Din vicdanları besleyen kaynak iken tekrar iktidar olmak ve iktidarı devam ettirmek için araç hâline getirildi. İktidar da bir anlamda zenginleşme kaynağıydı. Dolayısıyla din aynı zamanda zenginleşme aleti oldu. Yani bu sefer, dine kazandıkları kaybettirildi. 
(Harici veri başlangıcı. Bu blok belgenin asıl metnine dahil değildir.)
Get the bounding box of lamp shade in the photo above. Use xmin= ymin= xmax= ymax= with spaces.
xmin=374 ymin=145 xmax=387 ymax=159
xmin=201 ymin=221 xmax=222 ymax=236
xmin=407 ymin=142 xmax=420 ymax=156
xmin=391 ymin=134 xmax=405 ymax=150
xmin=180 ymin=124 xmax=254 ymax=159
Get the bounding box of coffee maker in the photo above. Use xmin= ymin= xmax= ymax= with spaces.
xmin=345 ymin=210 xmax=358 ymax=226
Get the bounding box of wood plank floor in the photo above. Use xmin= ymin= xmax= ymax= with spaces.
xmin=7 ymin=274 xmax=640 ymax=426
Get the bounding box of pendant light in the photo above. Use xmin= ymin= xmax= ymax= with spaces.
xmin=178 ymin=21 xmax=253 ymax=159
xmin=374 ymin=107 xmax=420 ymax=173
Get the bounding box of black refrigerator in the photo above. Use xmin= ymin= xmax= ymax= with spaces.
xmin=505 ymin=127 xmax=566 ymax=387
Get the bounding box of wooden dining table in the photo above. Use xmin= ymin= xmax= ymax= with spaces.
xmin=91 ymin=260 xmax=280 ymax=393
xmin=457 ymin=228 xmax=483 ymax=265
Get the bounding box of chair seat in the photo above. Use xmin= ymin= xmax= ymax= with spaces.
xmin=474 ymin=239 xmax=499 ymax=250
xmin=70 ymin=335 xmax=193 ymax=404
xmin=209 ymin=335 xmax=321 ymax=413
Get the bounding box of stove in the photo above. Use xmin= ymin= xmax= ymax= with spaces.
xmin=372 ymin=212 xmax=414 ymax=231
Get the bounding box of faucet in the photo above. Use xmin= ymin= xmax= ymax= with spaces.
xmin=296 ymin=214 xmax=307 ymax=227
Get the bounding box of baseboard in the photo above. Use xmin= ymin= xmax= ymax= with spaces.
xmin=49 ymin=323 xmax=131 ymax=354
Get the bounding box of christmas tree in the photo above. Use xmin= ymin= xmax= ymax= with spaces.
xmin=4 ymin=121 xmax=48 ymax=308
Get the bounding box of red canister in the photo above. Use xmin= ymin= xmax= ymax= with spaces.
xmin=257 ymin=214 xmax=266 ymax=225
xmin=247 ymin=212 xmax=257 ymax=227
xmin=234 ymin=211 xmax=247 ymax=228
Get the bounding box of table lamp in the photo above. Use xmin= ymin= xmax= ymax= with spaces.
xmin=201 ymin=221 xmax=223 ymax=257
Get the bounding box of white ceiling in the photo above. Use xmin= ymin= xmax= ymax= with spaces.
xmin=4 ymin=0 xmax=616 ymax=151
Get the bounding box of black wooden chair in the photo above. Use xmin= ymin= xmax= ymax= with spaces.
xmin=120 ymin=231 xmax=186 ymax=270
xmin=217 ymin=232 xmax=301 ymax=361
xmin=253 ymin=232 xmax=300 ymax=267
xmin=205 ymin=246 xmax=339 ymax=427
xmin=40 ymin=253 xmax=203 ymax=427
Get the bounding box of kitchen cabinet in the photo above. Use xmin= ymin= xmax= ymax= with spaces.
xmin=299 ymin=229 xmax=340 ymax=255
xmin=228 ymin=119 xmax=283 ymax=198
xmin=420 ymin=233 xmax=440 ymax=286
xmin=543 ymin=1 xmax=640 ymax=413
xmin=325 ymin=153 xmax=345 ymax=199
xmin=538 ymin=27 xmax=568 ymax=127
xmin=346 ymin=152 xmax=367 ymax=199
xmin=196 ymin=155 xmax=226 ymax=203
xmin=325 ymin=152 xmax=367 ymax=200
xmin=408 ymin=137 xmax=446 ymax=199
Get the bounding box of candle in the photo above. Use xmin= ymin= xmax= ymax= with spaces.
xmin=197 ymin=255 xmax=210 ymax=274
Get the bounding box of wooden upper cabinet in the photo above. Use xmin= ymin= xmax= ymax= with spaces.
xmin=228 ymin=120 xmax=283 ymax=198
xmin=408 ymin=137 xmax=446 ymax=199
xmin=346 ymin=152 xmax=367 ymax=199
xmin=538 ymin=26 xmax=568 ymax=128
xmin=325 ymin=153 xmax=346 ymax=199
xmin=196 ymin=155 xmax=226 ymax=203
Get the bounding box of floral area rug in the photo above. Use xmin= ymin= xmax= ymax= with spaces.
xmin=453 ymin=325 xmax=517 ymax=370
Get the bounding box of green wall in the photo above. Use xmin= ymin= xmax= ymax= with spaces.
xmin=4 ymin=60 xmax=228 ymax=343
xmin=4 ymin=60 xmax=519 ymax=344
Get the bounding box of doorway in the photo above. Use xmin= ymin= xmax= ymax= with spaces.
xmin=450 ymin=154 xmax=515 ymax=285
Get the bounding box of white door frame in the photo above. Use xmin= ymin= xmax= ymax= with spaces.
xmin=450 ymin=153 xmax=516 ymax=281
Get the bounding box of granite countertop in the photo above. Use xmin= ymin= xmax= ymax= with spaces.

En acısı da, iktidar itirazları devlet gücünü kullanarak bastırınca, insanlar iktidar yerine dinden uzaklaşmaya başladı.

Vuruşarak çekilmek

Anayasa Madde 174 “Anayasanın hiçbir hükmü, Türk toplumunu çağdaş uygarlık seviyesinin üstüne çıkarma ve Türkiye Cumhuriyeti’nin lâiklik niteliğini koruma amacını güden, aşağıda gösterilen inkılâp kanunlarının, Anayasanın halkoyu ile kabul edildiği tarihte yürürlükte bulunan hükümlerinin, Anayasaya aykırı olduğu şeklinde anlaşılamaz ve yorumlanamaz:” der.

‘Aşağıda gösterilen kanunların’ ilk sırasındaki de “3 Mart 1340 tarihli ve 430 sayılı Tevhidi Tedrisat Kanunu”dur.
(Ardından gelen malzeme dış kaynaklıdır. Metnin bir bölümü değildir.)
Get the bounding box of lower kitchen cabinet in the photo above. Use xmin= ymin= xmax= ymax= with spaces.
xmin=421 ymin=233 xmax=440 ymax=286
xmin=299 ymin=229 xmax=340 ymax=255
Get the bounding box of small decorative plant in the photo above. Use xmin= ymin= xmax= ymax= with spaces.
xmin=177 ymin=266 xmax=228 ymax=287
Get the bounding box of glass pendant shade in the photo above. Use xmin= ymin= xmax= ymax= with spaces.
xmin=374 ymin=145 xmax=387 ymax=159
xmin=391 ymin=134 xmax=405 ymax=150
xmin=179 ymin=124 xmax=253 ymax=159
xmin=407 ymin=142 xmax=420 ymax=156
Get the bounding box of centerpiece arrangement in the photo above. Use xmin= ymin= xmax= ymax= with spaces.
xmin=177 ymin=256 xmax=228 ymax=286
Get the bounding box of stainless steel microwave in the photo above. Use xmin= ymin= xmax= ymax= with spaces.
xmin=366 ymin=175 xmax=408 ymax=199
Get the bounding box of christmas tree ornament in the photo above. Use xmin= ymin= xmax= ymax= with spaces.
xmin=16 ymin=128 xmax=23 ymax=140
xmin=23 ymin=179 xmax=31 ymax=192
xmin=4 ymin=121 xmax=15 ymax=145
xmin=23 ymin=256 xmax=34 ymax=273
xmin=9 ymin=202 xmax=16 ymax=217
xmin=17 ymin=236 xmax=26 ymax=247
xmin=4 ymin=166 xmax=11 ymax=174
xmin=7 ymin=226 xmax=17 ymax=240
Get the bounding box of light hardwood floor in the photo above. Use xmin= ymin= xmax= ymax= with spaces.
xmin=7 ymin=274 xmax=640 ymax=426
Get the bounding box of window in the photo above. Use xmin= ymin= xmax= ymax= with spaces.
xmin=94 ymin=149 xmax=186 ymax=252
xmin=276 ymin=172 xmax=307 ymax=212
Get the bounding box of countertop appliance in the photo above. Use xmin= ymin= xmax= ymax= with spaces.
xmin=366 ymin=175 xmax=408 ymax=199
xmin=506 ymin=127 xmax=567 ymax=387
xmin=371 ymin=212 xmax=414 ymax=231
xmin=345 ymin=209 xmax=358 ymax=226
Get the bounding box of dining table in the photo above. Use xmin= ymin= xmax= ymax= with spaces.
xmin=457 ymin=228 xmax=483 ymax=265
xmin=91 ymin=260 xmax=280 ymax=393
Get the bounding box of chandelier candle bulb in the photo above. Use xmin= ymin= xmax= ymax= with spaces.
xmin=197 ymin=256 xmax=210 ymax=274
Tevhidi Tedrisat değişsin veya kalksın demek düşünce özgürlüğüdür. Ancak Tevhidi Tedrisatı fiilen kaldırmak anayasa suçudur. Cezası da kanunlarda bellidir.

Anayasa’nın 42’nci maddesi de, “Eğitim ve öğretim, Atatürk ilkeleri ve inkılâpları doğrultusunda, … Devletin gözetim ve denetimi altında yapılır. Bu esaslara aykırı eğitim ve öğretim yerleri açılamaz. (3’üncü fıkra) ve “Türkçeden başka hiçbir dil, eğitim ve öğretim kurumlarında Türk vatandaşlarına ana dilleri olarak okutulamaz ve öğretilemez. (9’uncu fıkra)” demektedir.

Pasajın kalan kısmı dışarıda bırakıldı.